Basima seufzte ärgerlich und trat näher. Mit einem Blick auf Marlas Verletzung nickte sie. "Na gut. Marla ruf deinen Freund an. Er soll dich hinbringen." Marla senkte den Blick und da wusste Ava schon, dass Henrik unmöglich Zeit hätte. "Ich kann sie doch ins Krankenhaus begleiten. Mein Auto steht gleich vor der Tür." Ihre Chefin schnalzte mit der Zunge.

"Ich werde etwas organisieren müssen, kannst du noch ein paar Minuten warten, Marla?" Verheult nickte diese ihrer Vorgesetzten zu. Ava stand auf und folgte Basima ins Büro. Die Kunden waren erstaunlicherweise weniger geworden. Alles schien ruhig. Verwundert überlegte Ava wie ihre Chefin das zustande gebracht hatte.

Basima griff nach dem Telefon. "Agnes wird sie ablösen, die hat heute nichts vor und ich werde Peter anrufen. Dann wird das schon. Fahr mit ihr und pass auf sie auf." "Schaffst du den Laden alleine?", fragte Ava besorgt und erhielt ein amüsiertes Lächeln.
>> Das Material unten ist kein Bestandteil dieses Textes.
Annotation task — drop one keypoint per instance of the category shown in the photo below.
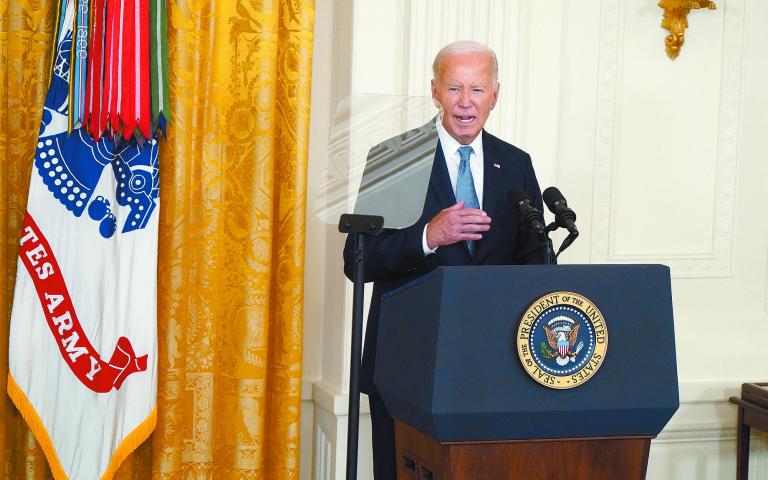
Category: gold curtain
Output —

"Ich krieg das schon hin. Geh und sorg dafür das sie sie gut behandeln." "Mach ich. Danke." So schnell sie konnte, packte Ava sowohl ihre als auch Marlas Sachen zusammen und trug sie zu ihrem Auto. Danach holte sie Marla. Mit etwas Mühe bugsierte sie sie auf die Rückbank, das Knie ausgestreckt und fuhr los.

Anmerkung der Autorin: der Auftakt eines neuen Buches. Ich werde mir Mühe geben regelmäßig zu posten, aber da ich jz in einem neuen Kindergarten bin, kann ich nichts versprechen.